Apps operate on the same Python objects used in scripted analysis, so results are always consistent with the command-line workflow.


Performance

Benchmarks measured on Apple M5 Pro, single-threaded C extension, no GPU (minimum of 5 wall-clock repetitions, one warm-up discarded).
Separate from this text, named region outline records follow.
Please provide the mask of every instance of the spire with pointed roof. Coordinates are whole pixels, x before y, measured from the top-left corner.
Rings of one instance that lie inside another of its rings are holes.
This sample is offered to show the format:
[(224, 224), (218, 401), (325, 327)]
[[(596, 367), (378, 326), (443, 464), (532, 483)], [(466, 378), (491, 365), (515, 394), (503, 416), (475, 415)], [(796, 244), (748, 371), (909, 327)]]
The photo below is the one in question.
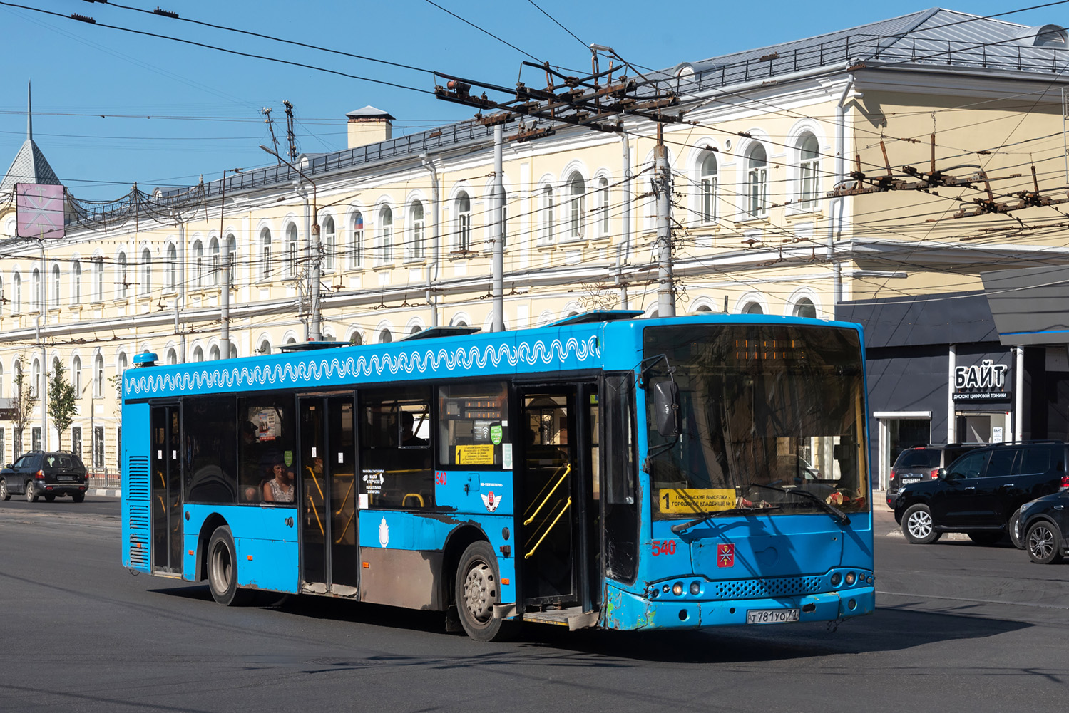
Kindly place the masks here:
[(61, 185), (48, 159), (33, 141), (33, 108), (29, 81), (26, 83), (26, 141), (15, 155), (15, 160), (11, 162), (3, 180), (0, 180), (0, 191), (14, 190), (15, 184)]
Kernel Dataset (n x p) Implementation Speedup Memory reduction
VIP scores 80 x 5,000 C vs Python loop 2,680x -
VIP scores 80 x 5,000 NumPy vec. vs Python loop 817x -
Pearson correlation 500 x 30,000 C vs full-copy NumPy 1.2x 126x
Column variance 500 x 100,000 C float32 vs NumPy 2.0x 251x
ChunkedSTOCSY 100 x 5,000 Chunked vs standard 47x bounded

Reproduce these numbers locally:

python scripts/perf_report.py
# Writes reports/benchmark_results.json and reports/PERFORMANCE.md

Testing

metbit ships with a 305-test suite organized into four collections:

Collection Tests Covers
test_e2e_pipeline.py 44 Full pipeline: preprocessing - OPLS-DA - STOCSY - alignment
test_ab_aa.py 22 Statistical validity: AB (must discriminate), AA (must not discriminate on noise)
test_large_scale.py 23 Backend dispatch, memory efficiency via tracemalloc
test_performance.py 24 Speedup ratios and performance regression guards
# Run full suite
pytest

# Run performance benchmarks
pytest -m perf

# Run without performance tests (faster)
pytest -m "not perf"

Links


License

MIT License. See LICENSE for details.